Textes et recherches de Jacques Lanciault

Je consigne ici le fruit de recherches sur le sens, l’étymologie, l’écriture ou encore la prononciation de certains mots ou expressions sur lesquels je bute, ou qui tout simplement suscitent ma curiosité au fil de mes lectures...

Capoeira

Jeudi 22 mars 2012

Source de la recherche :
Les quelques paragraphes suivants tirés d’une critique de pièce de théâtre signée Sylvie Nicolas et publiée dans le quotidien Le Devoir du 5 mars 2012 :

« Le mythe d'Oedipe a servi d'inspiration aux tragédiens grecs et, dans sa traversée des siècles, au complexe freudien du même nom. Abandonné tôt après sa naissance, Oedipe fait la rencontre d'un oracle qui lui prédit qu'il tuera son père et épousera sa mère.

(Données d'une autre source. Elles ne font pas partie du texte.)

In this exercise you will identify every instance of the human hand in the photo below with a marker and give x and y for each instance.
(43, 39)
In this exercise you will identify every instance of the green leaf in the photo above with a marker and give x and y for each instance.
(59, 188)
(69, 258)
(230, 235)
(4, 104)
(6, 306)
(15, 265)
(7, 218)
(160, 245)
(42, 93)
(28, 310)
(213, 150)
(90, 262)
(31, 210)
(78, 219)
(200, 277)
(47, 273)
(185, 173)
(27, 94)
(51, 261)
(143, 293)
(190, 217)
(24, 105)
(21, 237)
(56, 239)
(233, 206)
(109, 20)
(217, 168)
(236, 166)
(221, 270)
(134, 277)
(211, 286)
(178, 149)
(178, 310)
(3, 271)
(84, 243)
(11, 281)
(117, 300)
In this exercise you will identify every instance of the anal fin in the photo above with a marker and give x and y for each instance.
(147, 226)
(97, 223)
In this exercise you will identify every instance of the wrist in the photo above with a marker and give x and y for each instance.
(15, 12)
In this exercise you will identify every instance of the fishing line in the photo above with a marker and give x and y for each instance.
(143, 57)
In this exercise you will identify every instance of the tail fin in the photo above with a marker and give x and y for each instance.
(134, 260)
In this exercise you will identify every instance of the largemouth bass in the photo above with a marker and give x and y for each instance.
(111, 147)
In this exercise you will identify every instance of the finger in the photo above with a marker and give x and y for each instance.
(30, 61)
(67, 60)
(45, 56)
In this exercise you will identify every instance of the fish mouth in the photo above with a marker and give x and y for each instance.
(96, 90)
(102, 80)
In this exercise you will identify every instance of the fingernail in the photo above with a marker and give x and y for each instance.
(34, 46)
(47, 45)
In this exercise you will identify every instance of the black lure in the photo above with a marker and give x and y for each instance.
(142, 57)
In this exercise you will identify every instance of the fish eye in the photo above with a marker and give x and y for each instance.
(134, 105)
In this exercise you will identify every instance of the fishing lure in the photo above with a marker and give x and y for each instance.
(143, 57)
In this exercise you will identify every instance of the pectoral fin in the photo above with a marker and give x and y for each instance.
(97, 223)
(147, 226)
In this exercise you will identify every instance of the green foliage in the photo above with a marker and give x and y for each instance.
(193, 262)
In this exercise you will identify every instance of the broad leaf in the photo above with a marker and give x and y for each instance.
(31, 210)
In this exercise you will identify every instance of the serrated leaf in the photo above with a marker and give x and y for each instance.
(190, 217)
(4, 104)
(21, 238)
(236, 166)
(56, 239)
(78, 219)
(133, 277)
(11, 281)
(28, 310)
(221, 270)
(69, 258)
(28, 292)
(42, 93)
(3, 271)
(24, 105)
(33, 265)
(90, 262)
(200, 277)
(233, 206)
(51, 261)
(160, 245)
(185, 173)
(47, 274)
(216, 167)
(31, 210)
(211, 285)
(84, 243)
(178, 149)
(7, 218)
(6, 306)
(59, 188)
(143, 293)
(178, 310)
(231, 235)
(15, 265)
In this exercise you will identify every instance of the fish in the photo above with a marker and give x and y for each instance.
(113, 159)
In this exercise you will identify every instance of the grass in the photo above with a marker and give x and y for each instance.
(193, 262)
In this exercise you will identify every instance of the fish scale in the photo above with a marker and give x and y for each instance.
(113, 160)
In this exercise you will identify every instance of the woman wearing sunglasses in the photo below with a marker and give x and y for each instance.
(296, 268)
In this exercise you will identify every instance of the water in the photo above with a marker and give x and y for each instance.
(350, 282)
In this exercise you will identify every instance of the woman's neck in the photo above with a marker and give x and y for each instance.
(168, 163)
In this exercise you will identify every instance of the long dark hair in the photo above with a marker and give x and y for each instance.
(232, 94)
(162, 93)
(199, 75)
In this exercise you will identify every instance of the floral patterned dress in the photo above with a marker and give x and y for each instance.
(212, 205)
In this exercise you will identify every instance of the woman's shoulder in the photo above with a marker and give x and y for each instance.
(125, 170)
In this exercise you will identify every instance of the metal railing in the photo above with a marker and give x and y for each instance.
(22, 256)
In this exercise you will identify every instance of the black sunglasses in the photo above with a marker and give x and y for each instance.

Reléguée au second plan dans l'oeuvre de Sophocle et d'Euripide, Jocaste (mère et femme d'Oedipe) devient, sous la plume de Nancy Huston, un personnage de chair, de sang, de parole, une femme de désir, lucide, organique, vibrante, pleine de tous ses amours. Mise en scène par Lorraine Pintal et présentée en première nord-américaine à la Bordée, Jocaste reine a l'ampleur et le souffle des classiques, la vivacité et l'audace d'une oeuvre au temps présent.

L'équilibre coeur/corps/esprit, indissociable de l'oeuvre de Huston, trouve son accomplissement au sein des interprétations de cette judicieuse distribution. Louise Marleau (Jocaste) et Jean-Sébastien Ouellette (Oedipe) passent sans heurt de la légèreté amoureuse à la gravité des êtres confrontés à l'inéluctable. Ce jeu complice, sobre et sincère, impose l'appel des corps et des coeurs; autant de qualités qu'on retrouve chez Marianne Marceau (Antigone) et Maryse Lapierre (Ismène).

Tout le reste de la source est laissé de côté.